When we engage in spiritual travel, we meet people living their faith—whatever that faith may be—each day in ways we would never have known about otherwise.

Sure, we can read about it in books, but it’s the difference between reading about the ocean or standing in front of it and feeling its power rushing through our whole selves.

When we travel, we allow ourselves to begin challenging some of the core assumptions of our spiritual background, and look at, what Paul Tillet calls “The God above God.”

To be uplifted and inspired by the loving engagement of each other. To learn and grow in a world that works for everyone.

How Did I Get Here?

I was raised Presbyterian, and when I was thirteen and preparing to be confirmed, our minister had us study world religions. He believed we should know how our faith fits into the larger world. It was an excellent introduction that planted a seed deep within me.

Out of curiosity, I began attending other services in other churches in our town—Catholic, Latter Day Saints, and more. I noticed that although they seemed very different, they also had something very much the same at the core: being a better person.

I started taking classes in religion. I started meditating. I went overseas and studied with different teachers there. When I returned to the states, I studied humanistic psychology and the human potential movement. Eventually, I met my wife and the Wright Foundation was born.

Seeing religious truths from different points of view helps me see the core truths of humanity. Exploring our differences helps me more deeply embrace how we are all connected. And that’s what I want. To be increasingly in contact with the source of life. With the source of everything that is.

By respecting and learning from each other, we can move through our limiting beliefs and become the most loving beings possible.

The Business of Spirituality

¬¬In Spain, we visited a town brought back by the love and dedication of a young Catholic priest, Jose Maria Arizmendiarietta. In 1941, he settled in Mondragón, which had not yet recovered from the Spanish Civil War. The town was originally built around a factory that manufactured paraffin stoves used for heating and cooking and had since become obsolete.

In 1955, Jose Maria Arizmendiarietta selected five young people to become the first company of the co-operative and industrial beginning of the Mondragon Corporation.

He spent several years educating young people about a form of humanism based on solidarity and participation, in harmony with the Catholic Social teaching. He also taught them the importance of acquiring the necessary technical knowledge before creating the first co-operative and establishing a technical college.

Fast forward to today, and the Mondragon Corporation is a twelve-billion-dollar company and an extraordinary example of what consciousness and humanity can do for your bottom line!

After All, We Are All One

It is particularly awakening to realize the sadness that happens when religion divides us rather than helps us to experience our oneness.

Spiritual travel allows us to reclaim ourselves as belonging to the family of humanity. To become the most inclusive, honoring societies we can become.

On one journey, we participated in an Arati ceremony. During another, we traveled to the Ganges River on a boat to watch family members lovingly wash and prepare the corpses for the funeral pyre in which they would cast off their physical bodies.

Did you know there’s an island in the Cyclades in Greece that was considered so holy, no one could be born or die there?

And did you know that there are ninety-nine names for God in Islam?

Buddhism, Hinduism, Shaivism.
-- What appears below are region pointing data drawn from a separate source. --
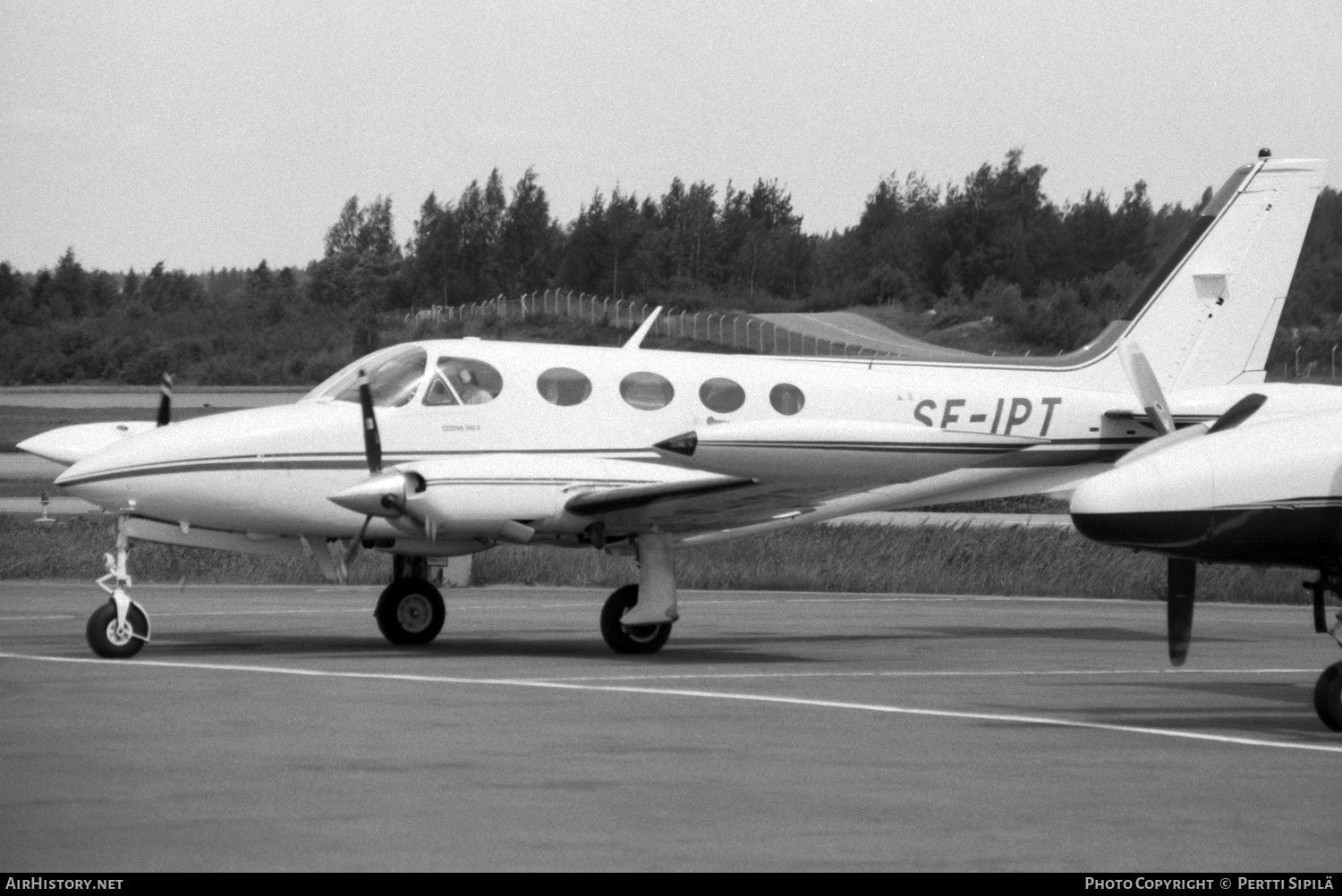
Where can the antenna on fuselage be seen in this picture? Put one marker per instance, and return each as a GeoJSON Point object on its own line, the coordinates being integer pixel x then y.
{"type": "Point", "coordinates": [636, 340]}
{"type": "Point", "coordinates": [166, 402]}
{"type": "Point", "coordinates": [372, 442]}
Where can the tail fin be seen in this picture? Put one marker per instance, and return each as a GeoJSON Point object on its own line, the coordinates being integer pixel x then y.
{"type": "Point", "coordinates": [1208, 314]}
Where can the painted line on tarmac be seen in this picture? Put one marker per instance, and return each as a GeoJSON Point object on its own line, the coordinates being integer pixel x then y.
{"type": "Point", "coordinates": [915, 673]}
{"type": "Point", "coordinates": [684, 692]}
{"type": "Point", "coordinates": [337, 609]}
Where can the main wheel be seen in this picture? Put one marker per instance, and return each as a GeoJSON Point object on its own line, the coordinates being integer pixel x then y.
{"type": "Point", "coordinates": [410, 611]}
{"type": "Point", "coordinates": [630, 638]}
{"type": "Point", "coordinates": [1328, 697]}
{"type": "Point", "coordinates": [107, 641]}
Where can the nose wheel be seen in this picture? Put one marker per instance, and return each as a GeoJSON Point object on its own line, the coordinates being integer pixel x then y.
{"type": "Point", "coordinates": [113, 638]}
{"type": "Point", "coordinates": [1328, 697]}
{"type": "Point", "coordinates": [410, 611]}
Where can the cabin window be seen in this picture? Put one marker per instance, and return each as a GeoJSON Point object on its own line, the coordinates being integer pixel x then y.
{"type": "Point", "coordinates": [646, 391]}
{"type": "Point", "coordinates": [722, 394]}
{"type": "Point", "coordinates": [786, 399]}
{"type": "Point", "coordinates": [463, 381]}
{"type": "Point", "coordinates": [392, 380]}
{"type": "Point", "coordinates": [564, 386]}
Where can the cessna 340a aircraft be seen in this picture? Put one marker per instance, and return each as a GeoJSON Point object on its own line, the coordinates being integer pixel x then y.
{"type": "Point", "coordinates": [451, 447]}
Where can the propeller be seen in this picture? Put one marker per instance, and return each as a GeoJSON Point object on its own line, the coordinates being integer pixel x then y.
{"type": "Point", "coordinates": [166, 402]}
{"type": "Point", "coordinates": [372, 452]}
{"type": "Point", "coordinates": [1146, 386]}
{"type": "Point", "coordinates": [372, 442]}
{"type": "Point", "coordinates": [383, 494]}
{"type": "Point", "coordinates": [1181, 574]}
{"type": "Point", "coordinates": [1181, 581]}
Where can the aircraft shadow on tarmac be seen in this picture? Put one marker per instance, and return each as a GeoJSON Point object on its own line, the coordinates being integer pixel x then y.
{"type": "Point", "coordinates": [219, 646]}
{"type": "Point", "coordinates": [733, 647]}
{"type": "Point", "coordinates": [1291, 711]}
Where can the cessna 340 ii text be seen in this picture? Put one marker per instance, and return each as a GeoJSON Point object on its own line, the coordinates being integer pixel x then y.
{"type": "Point", "coordinates": [451, 447]}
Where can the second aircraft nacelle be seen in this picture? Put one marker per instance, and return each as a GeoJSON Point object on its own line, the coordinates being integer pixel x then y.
{"type": "Point", "coordinates": [1267, 493]}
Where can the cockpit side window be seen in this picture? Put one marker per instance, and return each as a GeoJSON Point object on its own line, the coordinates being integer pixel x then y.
{"type": "Point", "coordinates": [463, 381]}
{"type": "Point", "coordinates": [392, 380]}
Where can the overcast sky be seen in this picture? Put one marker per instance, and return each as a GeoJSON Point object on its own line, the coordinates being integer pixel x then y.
{"type": "Point", "coordinates": [217, 134]}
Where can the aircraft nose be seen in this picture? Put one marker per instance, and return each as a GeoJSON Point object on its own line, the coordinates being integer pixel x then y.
{"type": "Point", "coordinates": [1159, 503]}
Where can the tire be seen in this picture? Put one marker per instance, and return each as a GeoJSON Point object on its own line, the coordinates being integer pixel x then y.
{"type": "Point", "coordinates": [1328, 697]}
{"type": "Point", "coordinates": [410, 611]}
{"type": "Point", "coordinates": [102, 632]}
{"type": "Point", "coordinates": [630, 638]}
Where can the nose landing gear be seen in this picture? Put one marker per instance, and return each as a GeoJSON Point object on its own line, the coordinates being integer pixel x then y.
{"type": "Point", "coordinates": [410, 611]}
{"type": "Point", "coordinates": [118, 628]}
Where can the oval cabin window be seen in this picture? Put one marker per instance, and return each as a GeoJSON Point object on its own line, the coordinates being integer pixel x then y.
{"type": "Point", "coordinates": [722, 394]}
{"type": "Point", "coordinates": [646, 391]}
{"type": "Point", "coordinates": [462, 381]}
{"type": "Point", "coordinates": [786, 399]}
{"type": "Point", "coordinates": [564, 386]}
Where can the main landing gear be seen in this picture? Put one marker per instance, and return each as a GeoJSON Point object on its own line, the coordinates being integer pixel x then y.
{"type": "Point", "coordinates": [118, 628]}
{"type": "Point", "coordinates": [636, 619]}
{"type": "Point", "coordinates": [410, 611]}
{"type": "Point", "coordinates": [1328, 689]}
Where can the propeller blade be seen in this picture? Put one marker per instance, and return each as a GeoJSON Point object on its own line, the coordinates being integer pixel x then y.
{"type": "Point", "coordinates": [1181, 576]}
{"type": "Point", "coordinates": [1239, 412]}
{"type": "Point", "coordinates": [1148, 388]}
{"type": "Point", "coordinates": [372, 442]}
{"type": "Point", "coordinates": [353, 545]}
{"type": "Point", "coordinates": [166, 402]}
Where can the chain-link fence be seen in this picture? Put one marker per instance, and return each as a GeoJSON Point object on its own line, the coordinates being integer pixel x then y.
{"type": "Point", "coordinates": [740, 332]}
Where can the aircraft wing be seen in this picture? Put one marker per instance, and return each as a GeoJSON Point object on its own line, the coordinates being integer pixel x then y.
{"type": "Point", "coordinates": [698, 506]}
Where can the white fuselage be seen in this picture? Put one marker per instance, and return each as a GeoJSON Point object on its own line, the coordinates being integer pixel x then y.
{"type": "Point", "coordinates": [521, 455]}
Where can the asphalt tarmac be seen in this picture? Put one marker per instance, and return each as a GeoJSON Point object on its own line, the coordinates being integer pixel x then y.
{"type": "Point", "coordinates": [273, 729]}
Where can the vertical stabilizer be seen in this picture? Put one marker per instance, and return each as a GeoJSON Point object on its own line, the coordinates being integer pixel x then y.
{"type": "Point", "coordinates": [1207, 316]}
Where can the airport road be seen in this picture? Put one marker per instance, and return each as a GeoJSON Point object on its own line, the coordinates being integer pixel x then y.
{"type": "Point", "coordinates": [273, 729]}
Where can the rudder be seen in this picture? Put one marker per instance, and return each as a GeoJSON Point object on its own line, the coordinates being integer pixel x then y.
{"type": "Point", "coordinates": [1207, 317]}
What a blessing to see all the different ways that we care about each other—to witness the universal yearning to be our best, most loving, conscious selves.
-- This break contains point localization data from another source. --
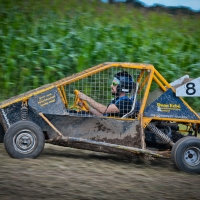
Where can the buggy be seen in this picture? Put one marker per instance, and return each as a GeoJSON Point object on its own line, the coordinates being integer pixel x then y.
{"type": "Point", "coordinates": [159, 124]}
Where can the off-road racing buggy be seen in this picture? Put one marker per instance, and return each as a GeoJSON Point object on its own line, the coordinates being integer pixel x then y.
{"type": "Point", "coordinates": [159, 124]}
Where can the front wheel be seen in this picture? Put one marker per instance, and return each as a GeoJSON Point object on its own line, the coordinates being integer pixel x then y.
{"type": "Point", "coordinates": [185, 154]}
{"type": "Point", "coordinates": [24, 139]}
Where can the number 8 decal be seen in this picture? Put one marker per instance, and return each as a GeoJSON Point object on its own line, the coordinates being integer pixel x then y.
{"type": "Point", "coordinates": [190, 89]}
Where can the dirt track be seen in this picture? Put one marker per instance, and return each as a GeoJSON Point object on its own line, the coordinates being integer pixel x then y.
{"type": "Point", "coordinates": [64, 173]}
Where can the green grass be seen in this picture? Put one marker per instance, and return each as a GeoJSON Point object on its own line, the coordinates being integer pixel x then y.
{"type": "Point", "coordinates": [43, 41]}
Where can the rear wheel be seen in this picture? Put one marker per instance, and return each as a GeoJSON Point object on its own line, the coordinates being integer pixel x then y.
{"type": "Point", "coordinates": [185, 154]}
{"type": "Point", "coordinates": [2, 133]}
{"type": "Point", "coordinates": [24, 139]}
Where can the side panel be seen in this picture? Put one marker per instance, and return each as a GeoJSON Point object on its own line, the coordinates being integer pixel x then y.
{"type": "Point", "coordinates": [100, 129]}
{"type": "Point", "coordinates": [169, 106]}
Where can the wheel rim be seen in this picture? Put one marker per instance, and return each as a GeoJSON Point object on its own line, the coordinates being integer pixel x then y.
{"type": "Point", "coordinates": [24, 141]}
{"type": "Point", "coordinates": [192, 156]}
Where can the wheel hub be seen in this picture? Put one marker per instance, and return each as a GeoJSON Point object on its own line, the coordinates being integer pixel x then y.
{"type": "Point", "coordinates": [24, 141]}
{"type": "Point", "coordinates": [192, 156]}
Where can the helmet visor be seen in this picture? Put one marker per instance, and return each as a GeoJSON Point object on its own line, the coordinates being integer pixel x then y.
{"type": "Point", "coordinates": [115, 81]}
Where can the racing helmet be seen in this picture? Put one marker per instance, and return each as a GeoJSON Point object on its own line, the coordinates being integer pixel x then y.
{"type": "Point", "coordinates": [125, 80]}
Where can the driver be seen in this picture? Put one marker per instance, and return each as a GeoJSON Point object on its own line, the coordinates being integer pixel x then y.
{"type": "Point", "coordinates": [122, 84]}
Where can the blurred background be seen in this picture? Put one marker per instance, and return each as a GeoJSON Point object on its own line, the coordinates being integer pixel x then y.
{"type": "Point", "coordinates": [44, 41]}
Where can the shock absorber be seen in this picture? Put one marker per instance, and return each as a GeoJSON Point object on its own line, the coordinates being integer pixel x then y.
{"type": "Point", "coordinates": [160, 134]}
{"type": "Point", "coordinates": [24, 111]}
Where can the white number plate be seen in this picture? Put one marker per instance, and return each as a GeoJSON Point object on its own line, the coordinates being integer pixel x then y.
{"type": "Point", "coordinates": [190, 89]}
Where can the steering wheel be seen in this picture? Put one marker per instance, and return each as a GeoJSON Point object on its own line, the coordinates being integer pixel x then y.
{"type": "Point", "coordinates": [77, 100]}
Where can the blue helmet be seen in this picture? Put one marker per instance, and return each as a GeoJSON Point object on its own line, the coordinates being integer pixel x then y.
{"type": "Point", "coordinates": [126, 82]}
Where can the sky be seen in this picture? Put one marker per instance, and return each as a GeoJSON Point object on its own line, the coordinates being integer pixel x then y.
{"type": "Point", "coordinates": [193, 4]}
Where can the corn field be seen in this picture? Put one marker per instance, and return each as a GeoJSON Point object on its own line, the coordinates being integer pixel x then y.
{"type": "Point", "coordinates": [44, 41]}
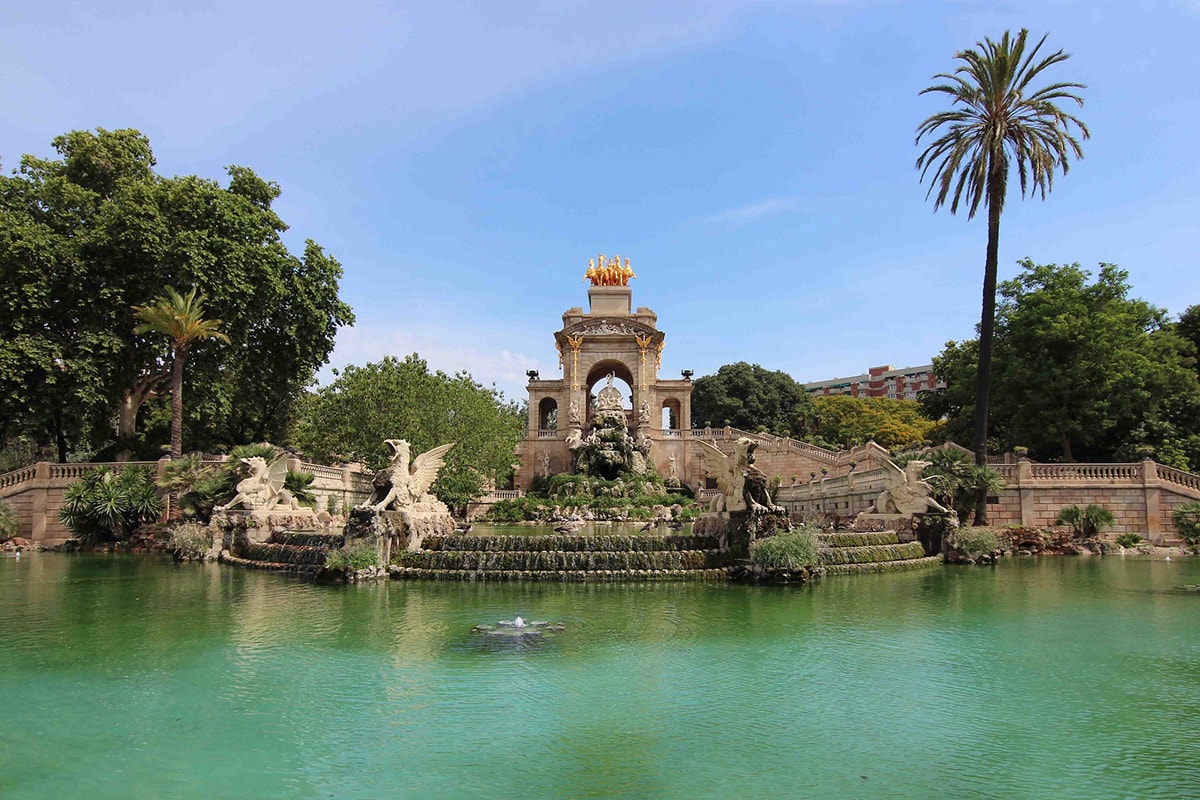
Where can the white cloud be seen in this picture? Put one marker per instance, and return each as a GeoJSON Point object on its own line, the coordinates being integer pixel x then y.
{"type": "Point", "coordinates": [751, 212]}
{"type": "Point", "coordinates": [442, 348]}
And what about atheists and agnostics? Is spiritual travel for them? Great question. And yes! Those that travel with us teach us how they translate “God” into “Life.” What better thing to worship than the whole of life?

As we explore the most ancient spiritual sites, traveling back from before God was a man to when God was a woman, we intentionally look to connect and play our part in the human journey towards greater consciousness and love.